Jan Berenstain of Berenstain Bears fame passed away on Friday. I don’t know about the rest of you, but that fun family of bears was a pretty constant presence in my young life. Between the books and the TV movies, they were teaching me lessons all over the place.
Of all of their books the two that always come to my mind first are The Berenstain Bears and Too Much Junk Food and The Berenstain Bears and the Messy Room.
I think Too Much Junk Food sticks out in my mind because I always wanted more candy than I was allowed. I still remember looking at the illustrations and thinking, Man, that candy looks good. Not the message I was supposed to take away, I know.
The Messy Room, however, was one that I related to greatly. Much like the cubs, my sister and I shared a room and were not always the neatest. We too had bunk beds and a big storage closet that you opened at your own risk. We also, like the cubs, needed to learn to work together. Cleaning the room was one of the few things that could consistently make lil' sis and I argue. It wasn’t so much about one of us wanting to get out of the cleaning, but rather than I wanted to be the Grand Room Cleaning Poobah. In such an exalted position, I, naturally, expected my sister to follow all my Poobah commands. We would clean in the manner that I saw fit and that was that. Shockingly, my sister wasn’t a fan of my tyrannical tidying. Who’d have guessed?
It took us awhile, but we finally figured out a way that we could clean together without killing each other. We created a story. It wasn’t our room we were cleaning anymore, but instead the mall (yes, the entire mall) where we worked. And it wasn’t our mess, either. Two boys, named Jimmy and Johnny, had come in after hours and thrashed the place. So, there we were, the much put upon store employees, called in on their days off to deal with this mess. And because it was our job, we would clean – all the while complaining about what colossal jerks Jimmy and Johnny were. In between our railing against them, we’d talk about the other people in the mall and how we couldn’t believe none of them had come in to help us out. We’d discuss what we were going to do when we got off work (you know, like going to a fancy ball or taking the train to Manhattan to eat at Jekyll and Hyde’s or something equally adult-like) and slowly the stuff littering the floor would disappear.
I honestly can’t remember which one of us to credit with this little bit of brilliance, but it worked.
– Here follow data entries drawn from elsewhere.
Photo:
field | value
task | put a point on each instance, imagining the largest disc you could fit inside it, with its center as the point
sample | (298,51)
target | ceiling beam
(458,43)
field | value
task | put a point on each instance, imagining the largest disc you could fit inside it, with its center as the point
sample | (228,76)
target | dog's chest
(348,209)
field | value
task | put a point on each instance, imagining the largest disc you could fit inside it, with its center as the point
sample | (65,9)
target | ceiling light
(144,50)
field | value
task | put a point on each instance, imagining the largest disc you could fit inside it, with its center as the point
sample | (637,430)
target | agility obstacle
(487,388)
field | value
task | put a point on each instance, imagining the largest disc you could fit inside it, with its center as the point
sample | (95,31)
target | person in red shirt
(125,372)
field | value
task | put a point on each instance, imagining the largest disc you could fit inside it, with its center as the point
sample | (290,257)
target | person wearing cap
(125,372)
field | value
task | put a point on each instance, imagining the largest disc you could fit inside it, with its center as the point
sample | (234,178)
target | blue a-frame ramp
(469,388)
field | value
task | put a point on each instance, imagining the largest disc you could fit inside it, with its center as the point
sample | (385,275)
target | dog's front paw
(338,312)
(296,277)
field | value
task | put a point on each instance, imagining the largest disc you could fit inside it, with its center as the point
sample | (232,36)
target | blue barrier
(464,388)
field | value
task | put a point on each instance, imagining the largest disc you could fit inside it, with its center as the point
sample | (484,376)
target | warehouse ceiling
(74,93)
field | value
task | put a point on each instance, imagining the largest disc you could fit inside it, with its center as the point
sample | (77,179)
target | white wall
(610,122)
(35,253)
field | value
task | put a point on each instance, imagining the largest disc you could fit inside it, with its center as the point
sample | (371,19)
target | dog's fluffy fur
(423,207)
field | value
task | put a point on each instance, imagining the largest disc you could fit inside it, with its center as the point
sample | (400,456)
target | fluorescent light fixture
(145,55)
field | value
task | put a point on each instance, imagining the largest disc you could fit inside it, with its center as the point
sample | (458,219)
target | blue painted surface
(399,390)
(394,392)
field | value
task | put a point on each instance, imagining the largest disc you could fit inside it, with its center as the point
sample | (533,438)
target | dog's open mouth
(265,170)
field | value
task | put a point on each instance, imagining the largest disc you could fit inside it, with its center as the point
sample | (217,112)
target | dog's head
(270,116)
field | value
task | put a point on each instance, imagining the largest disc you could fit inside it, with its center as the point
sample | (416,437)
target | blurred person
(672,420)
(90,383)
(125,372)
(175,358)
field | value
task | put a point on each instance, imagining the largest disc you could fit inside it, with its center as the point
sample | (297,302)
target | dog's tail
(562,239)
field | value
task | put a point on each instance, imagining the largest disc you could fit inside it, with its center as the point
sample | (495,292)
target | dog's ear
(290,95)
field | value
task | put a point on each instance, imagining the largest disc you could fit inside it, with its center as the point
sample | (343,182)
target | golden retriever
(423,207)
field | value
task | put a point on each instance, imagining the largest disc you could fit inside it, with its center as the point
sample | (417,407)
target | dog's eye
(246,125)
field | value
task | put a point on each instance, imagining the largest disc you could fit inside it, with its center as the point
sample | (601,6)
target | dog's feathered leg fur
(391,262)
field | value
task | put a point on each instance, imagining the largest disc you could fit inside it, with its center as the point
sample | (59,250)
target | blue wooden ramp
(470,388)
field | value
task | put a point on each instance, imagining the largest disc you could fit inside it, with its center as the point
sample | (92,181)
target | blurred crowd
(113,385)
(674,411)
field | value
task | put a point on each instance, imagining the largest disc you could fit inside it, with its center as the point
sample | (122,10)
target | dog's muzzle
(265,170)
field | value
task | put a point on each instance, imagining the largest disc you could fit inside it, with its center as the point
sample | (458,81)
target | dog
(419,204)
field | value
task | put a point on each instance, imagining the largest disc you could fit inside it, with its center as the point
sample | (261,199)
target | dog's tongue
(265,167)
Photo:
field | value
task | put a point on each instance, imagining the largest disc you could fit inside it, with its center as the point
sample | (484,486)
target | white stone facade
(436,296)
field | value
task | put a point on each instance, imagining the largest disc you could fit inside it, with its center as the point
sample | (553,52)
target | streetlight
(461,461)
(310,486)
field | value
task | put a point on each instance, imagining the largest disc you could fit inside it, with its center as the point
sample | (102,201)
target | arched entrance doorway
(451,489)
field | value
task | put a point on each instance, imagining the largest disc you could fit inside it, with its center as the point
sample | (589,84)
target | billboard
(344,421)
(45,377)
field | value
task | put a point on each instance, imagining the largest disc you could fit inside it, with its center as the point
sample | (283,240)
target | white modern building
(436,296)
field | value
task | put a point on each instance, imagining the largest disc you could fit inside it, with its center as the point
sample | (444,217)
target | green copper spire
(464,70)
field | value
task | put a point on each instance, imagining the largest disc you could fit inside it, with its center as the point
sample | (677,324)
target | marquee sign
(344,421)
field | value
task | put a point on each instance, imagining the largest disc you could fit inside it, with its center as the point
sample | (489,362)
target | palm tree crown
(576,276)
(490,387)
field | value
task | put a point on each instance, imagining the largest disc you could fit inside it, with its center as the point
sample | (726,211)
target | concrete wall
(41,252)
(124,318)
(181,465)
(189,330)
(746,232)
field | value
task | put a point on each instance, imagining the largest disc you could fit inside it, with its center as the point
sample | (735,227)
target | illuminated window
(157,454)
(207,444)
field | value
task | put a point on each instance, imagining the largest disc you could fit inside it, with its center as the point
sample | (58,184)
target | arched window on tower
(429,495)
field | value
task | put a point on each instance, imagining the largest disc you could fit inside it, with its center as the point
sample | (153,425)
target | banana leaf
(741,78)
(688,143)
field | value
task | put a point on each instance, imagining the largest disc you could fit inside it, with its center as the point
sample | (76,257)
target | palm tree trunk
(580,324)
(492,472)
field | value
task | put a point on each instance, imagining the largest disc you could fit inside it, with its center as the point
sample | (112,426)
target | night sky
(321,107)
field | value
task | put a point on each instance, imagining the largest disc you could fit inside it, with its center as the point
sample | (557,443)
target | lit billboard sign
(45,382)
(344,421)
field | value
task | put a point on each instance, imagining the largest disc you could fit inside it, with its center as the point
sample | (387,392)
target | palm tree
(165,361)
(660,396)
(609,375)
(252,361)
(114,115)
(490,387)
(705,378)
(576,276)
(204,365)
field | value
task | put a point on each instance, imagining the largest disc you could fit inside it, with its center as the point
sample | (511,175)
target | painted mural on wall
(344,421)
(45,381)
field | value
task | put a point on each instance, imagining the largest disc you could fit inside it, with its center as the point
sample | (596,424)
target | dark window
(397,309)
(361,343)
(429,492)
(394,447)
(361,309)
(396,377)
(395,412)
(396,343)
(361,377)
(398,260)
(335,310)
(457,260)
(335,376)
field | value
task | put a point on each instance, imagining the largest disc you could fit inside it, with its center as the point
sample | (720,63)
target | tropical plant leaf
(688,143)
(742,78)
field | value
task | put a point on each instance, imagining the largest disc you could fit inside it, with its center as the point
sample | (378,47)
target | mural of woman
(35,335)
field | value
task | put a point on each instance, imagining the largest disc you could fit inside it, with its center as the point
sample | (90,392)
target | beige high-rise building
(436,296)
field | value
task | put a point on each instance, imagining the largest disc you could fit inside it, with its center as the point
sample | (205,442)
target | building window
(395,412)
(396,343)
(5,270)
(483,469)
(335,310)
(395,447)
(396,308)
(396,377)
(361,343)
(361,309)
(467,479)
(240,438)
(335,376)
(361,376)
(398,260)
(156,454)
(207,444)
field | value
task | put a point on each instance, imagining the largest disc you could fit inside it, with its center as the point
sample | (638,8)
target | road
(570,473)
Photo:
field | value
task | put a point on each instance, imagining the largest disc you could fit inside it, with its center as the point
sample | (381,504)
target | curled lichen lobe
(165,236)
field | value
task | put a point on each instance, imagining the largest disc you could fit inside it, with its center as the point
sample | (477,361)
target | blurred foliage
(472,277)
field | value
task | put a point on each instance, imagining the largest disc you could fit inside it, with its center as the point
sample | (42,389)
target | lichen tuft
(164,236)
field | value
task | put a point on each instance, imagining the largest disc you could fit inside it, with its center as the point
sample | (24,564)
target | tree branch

The room would get clean and we’d still be friends at the end of it. After that, whenever the room reached threat level midnight, one of us would say, “Can you believe Jimmy and Johnny got in here again?” And, shaking our heads, we’d roll up the sleeves of our Flinstones tees and get down to business.
So, now when I see kids reading the Berenstain Bears stories, it makes me think of those cleaning afternoons with my sister and the magic of conflict resolution through storytelling.
Many thanks to Mrs. Berenstain for all the stories she and her husband brought into our lives. She will be missed.